Saturday afternoon we went to Oktoberfest at the Essen Haus, Madison's authentic German restaurant and drinking hall. I participated in the yodelling contest, and should have won, if it weren't for some jackass that shouted "Ricola!" at the end of his off-tune caterwaul. What a drunktard. But the beer was good, the music was consistent, and I spilled beer all over some kid's shoes. His dad was pissed, but failed to confront me about it.
That night, Lee had a fondue party to say goodbye to her friend Ken. He's off to Zurich to study little things, like molecules. As one might expect, the food was outstanding (melted gruyere!), and Lili and I were exhausted. We made an early night of it and slept ten hours.
Then yesterday, Lili and Lee and I went to Cherokee Marsh, on the north edge of Madison. Lee and I wanted to look at birds, but there weren't many out. And as James has aptly put it, Lili is quite "kinetic", and didn't want to stop. She just wanted to "get there," despite the fact that we are always "there." Hopefully she'll figure that one out when she's older.

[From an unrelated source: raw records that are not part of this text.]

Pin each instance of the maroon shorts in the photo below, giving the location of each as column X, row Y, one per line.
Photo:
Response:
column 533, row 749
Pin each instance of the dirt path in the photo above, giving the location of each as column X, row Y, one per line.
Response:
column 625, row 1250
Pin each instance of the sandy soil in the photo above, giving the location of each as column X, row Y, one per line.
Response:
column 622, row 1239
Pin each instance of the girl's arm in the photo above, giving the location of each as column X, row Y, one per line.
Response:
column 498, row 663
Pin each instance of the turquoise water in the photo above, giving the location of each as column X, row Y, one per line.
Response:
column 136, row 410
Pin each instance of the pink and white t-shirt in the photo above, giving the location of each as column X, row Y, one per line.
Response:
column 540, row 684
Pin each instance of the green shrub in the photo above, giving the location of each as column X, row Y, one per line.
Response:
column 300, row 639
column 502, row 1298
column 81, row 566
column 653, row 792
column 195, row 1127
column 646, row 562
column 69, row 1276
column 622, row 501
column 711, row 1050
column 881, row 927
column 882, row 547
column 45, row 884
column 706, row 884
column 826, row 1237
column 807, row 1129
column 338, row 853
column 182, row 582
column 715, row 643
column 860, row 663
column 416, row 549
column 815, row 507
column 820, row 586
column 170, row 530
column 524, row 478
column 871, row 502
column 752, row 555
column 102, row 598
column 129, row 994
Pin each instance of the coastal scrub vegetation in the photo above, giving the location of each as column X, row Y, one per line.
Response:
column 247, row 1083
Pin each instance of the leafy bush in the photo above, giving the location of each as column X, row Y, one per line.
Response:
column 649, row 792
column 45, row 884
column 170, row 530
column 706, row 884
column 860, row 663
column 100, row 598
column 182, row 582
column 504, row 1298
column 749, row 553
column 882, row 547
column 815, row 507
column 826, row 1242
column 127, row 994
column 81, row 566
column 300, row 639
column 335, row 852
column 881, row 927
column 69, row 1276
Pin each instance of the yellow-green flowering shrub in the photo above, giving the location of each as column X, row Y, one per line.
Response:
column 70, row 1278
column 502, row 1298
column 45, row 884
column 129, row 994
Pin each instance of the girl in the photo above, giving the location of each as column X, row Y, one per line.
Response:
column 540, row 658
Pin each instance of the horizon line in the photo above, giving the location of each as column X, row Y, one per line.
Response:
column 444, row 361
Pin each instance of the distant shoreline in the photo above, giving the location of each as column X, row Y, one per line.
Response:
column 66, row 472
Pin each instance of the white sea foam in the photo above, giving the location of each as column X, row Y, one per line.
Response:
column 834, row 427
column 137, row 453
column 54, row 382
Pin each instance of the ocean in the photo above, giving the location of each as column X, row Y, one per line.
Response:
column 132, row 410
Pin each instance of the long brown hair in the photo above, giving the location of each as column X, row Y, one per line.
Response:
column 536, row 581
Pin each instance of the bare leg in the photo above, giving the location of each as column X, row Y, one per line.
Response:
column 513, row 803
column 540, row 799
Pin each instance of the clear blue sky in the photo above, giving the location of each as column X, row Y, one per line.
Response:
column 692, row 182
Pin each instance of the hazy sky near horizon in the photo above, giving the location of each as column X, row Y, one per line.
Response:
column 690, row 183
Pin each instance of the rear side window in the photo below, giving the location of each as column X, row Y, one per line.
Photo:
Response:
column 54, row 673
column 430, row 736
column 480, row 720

Then I brought Lili home, and Lee met Jamie for the first time. Seemed to go all right, though I was frantic. Last night I realized the full risk I'm taking, and I don't know yet if it's worth it. If it pays off, of course it is. But I remember the last time someone was involved in Lili's life and suddenly dropped out of the picture; it was terribly difficult on her. Then again, along with teaching her how we are always "there" (or "here", depending on how you want to think about it) I would like her to understand how important right now is. It's only happened to me on three different occasions, and two of them in the midst of total despair, but when I know nothing but this moment, this time, and this place, I am permanent and utterly destructable. The paradox is invigorating and beautiful.